AUTHOR=Silverman Michael J. TITLE=Effects of Educational Music Therapy on State Hope for Recovery in Acute Care Mental Health Inpatients: A Cluster-Randomized Effectiveness Study JOURNAL=Frontiers in Psychology VOLUME=7 YEAR=2016 URL=https://www.frontiersin.org/journals/psychology/articles/10.3389/fpsyg.2016.01569 DOI=10.3389/fpsyg.2016.01569 ISSN=1664-1078 ABSTRACT=

Background: There has been an increasing emphasis on recovery as the expectation for people with mental health disorders.

Purpose: The purpose of this effectiveness study is to determine if group-based educational music therapy can immediately impact state hope for recovery in acute care mental health patients. Research questions included: will acute care mental health inpatients who participate in a single music therapy session have higher agency and pathway aspects of state hope for recovery than patients in a control condition? Will there be differences in state hope for recovery as a result of hope-oriented songwriting or lyric analysis interventions?
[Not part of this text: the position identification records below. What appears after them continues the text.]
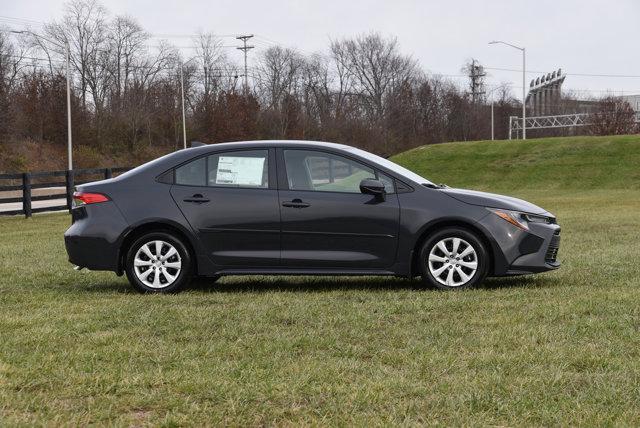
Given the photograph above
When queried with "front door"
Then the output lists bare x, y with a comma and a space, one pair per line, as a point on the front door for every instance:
231, 202
326, 221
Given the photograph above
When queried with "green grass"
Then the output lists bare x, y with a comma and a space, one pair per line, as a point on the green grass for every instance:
561, 348
576, 163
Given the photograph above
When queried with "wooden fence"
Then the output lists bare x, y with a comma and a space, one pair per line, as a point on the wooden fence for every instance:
29, 181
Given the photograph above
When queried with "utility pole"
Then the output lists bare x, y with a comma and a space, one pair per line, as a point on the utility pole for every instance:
524, 93
476, 77
245, 48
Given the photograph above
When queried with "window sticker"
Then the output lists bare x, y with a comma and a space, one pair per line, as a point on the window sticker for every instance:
240, 171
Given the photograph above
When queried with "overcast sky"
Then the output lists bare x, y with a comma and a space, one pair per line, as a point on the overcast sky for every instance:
579, 36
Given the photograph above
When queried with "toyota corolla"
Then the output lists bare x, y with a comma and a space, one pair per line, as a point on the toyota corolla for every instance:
300, 208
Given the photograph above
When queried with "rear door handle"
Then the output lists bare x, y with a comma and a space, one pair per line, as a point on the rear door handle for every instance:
197, 199
296, 203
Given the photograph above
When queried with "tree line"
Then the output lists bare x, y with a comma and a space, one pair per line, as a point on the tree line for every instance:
126, 91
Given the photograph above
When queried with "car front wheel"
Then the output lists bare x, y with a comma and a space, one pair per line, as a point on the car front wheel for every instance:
453, 258
158, 262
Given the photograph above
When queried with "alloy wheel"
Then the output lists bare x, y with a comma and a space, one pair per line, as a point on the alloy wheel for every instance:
453, 262
157, 264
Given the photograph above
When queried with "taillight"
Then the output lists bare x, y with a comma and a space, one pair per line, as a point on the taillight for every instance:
82, 198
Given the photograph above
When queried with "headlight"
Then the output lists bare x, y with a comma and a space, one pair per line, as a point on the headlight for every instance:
519, 219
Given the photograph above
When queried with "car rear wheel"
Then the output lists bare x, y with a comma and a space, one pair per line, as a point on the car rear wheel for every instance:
158, 262
453, 259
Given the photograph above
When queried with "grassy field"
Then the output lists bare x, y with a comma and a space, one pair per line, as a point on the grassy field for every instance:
560, 348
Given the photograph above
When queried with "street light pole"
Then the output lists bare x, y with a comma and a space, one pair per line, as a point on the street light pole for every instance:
69, 137
68, 73
524, 78
492, 134
184, 122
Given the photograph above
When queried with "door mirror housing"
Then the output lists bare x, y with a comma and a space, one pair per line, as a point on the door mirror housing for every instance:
369, 186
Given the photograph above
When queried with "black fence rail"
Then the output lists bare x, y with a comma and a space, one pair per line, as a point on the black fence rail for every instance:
24, 183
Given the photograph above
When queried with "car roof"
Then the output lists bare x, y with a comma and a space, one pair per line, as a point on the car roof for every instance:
156, 166
265, 143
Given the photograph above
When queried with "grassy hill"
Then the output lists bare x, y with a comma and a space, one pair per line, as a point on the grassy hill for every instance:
570, 163
556, 349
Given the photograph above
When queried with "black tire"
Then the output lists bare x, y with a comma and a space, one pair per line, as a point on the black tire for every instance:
454, 264
185, 259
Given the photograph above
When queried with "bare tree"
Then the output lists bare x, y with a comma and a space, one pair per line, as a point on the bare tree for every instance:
377, 67
613, 117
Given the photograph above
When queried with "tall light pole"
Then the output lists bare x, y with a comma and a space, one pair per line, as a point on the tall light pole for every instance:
245, 49
184, 122
67, 55
492, 102
524, 78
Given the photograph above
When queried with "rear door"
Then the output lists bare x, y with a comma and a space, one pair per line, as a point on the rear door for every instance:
230, 200
326, 221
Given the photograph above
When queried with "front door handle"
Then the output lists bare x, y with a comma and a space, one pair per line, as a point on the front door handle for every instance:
296, 203
197, 199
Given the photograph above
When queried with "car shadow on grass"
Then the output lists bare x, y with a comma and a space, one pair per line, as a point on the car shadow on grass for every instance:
322, 284
316, 284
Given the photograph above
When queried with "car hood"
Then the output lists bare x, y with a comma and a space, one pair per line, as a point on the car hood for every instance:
492, 200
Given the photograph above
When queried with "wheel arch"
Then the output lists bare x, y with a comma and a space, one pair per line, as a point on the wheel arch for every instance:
154, 226
495, 255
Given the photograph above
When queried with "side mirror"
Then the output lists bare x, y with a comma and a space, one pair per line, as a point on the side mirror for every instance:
369, 186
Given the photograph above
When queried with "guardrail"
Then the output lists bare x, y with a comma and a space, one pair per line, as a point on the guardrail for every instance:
29, 181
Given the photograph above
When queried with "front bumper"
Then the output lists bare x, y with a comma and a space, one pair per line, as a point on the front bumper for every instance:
521, 252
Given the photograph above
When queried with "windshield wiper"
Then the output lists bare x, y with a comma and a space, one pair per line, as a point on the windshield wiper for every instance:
435, 186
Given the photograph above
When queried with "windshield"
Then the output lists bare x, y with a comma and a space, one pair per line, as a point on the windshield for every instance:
391, 166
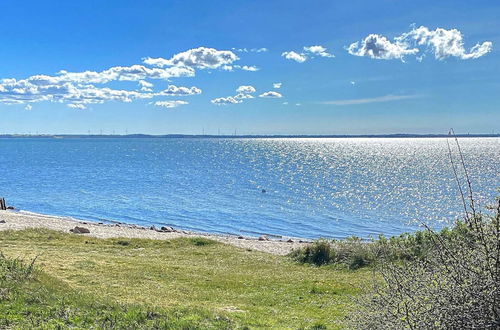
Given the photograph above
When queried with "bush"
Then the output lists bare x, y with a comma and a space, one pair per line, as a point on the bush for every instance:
454, 285
318, 253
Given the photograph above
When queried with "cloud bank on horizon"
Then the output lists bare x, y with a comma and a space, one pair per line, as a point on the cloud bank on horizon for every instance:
441, 42
78, 90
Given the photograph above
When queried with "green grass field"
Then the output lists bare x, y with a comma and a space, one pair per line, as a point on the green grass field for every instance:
183, 283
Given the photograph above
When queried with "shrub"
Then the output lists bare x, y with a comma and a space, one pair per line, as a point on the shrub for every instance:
318, 253
456, 286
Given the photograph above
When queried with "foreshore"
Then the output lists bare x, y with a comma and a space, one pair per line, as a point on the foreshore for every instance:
19, 220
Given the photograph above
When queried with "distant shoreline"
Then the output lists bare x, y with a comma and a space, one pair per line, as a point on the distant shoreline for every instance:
208, 136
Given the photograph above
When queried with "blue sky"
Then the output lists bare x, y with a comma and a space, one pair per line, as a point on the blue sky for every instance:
164, 67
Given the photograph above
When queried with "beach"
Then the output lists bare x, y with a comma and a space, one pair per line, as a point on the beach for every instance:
18, 220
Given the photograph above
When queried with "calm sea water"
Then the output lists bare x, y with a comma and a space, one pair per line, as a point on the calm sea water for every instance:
313, 187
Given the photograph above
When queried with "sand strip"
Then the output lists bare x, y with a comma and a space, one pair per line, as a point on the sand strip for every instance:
15, 220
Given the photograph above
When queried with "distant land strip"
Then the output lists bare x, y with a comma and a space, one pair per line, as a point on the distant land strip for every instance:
177, 136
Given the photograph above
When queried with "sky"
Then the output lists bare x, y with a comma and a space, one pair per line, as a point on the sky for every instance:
250, 67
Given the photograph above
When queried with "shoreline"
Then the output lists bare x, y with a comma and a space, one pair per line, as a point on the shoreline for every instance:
19, 220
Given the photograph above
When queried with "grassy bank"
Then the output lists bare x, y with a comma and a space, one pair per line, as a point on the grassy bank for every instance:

Method: Participants (N = 169) were cluster randomized to one of three single-session conditions: lyric analysis, songwriting, or wait-list control.

Results: There was no significant between-group difference. However, both music therapy conditions tended to have slightly higher mean pathway, agency, and total state hope scores than the control condition even within the temporal parameters of a single music therapy session. There was no between-group difference in the songwriting and lyric analysis interventions.

Conclusion: Although not significant, results support that educational music therapy may impact state hope for recovery within the temporal parameters of a single session. The specific type of educational music therapy intervention did not affect results. Implications for practice, limitations, and suggestions for future research are provided.